No entanto, é o artigo de Rita Colaço, "De Denner a Chrysóstomo, a repressão invisibilizada: as homossexualidades na ditadura (1972 a 1983)" que faz, de fato, a contextualização da questão dentro do Estado autoritário, mostrando a repressão aos transformistas e artistas homossexuais no Brasil durante a ditadura. Ela faz um diálogo com o trabalho de Carlos Fico, que é o historiador que melhor entendeu a censura durante esse período. E escolheu o processo contra Antônio Chrysóstomo, que é exemplar: editou o Lampião e isso foi usado contra ele em uma acusação jamais provada de abuso de menor, de que tinha a guarda, e ficou preso quase dois anos, apesar de os laudos negarem qualquer evidência de abuso. Apesar de inocentado, não só perdeu a guarda da menina, como acabou por morrer, meses depois.
Tenho o livro lançado pela saudosa Codecri com as peças do caso inquisitorial, organizadas pelo jornalista, e sua peça "Olho no olho", que escreveu na prisão. Caso Chrysóstomo: O julgamento de um preconceito, tem prefácio de Herbert Daniel, "Chave de cadeia", que Rita Colaço cita. Quero citar outro documento incluído no livro, do então deputado estadual pelo Rio de Janeiro Liszt Vieira: uma moção de solidariedade ao jornalista, de 17 de março de 1983: "É uma evidência que todos aqueles acusados, condenados e presos, por razão envolvendo exclusivamente a opção sexual são prisioneiros políticos." (grifo do original).
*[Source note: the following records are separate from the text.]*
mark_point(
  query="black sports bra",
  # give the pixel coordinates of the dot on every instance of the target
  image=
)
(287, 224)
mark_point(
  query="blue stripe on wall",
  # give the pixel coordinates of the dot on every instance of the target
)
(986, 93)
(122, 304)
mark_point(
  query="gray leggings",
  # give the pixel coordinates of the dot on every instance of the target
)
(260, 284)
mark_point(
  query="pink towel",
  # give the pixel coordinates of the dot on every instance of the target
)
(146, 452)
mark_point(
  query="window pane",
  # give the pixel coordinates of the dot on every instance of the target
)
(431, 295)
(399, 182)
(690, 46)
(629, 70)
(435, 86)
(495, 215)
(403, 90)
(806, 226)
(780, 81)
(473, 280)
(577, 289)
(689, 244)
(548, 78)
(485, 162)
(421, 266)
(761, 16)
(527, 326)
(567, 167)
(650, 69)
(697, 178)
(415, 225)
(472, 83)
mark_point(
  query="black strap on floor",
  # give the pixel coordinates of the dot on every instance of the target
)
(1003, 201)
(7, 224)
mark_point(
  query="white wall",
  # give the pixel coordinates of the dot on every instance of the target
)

Parece-me cristalina essa classificação.
O livro inclui a "Contribuição sobre o tema Ditadura e Homossexualidade para o relatório final da Comissão Nacional da Verdade e parceiras", dos organizadores James Green e Renan Quinalha, que generosamente ofereceram à CNV, e que agora poderá ser aproveitado por outras comissões, neste momento em que a maioria está fechando seus trabalhos. Esperemos que as comissões de fora do Sudeste possam contribuir na investigação de mais casos.
A "Contribuição" refere-se à Escola Superior de Guerra, ao CIE, à Divisão de Censura de Diversões Públicas, à perseguição de homossexuais no Itamaraty, a Cassandra Rios, a censura a jornalistas e à violência policial em São Paulo. Trata-se, pois, de um apanhado do livro, com recomendações.
O livro também inclui as breves falas de Adriano Diogo, Marcelo Mattos Araújo e Paulo Sérgio Pinheiro na audiência pública da Comissão da Verdade do Estado de São Paulo que o apresentou no Memorial da Resistência.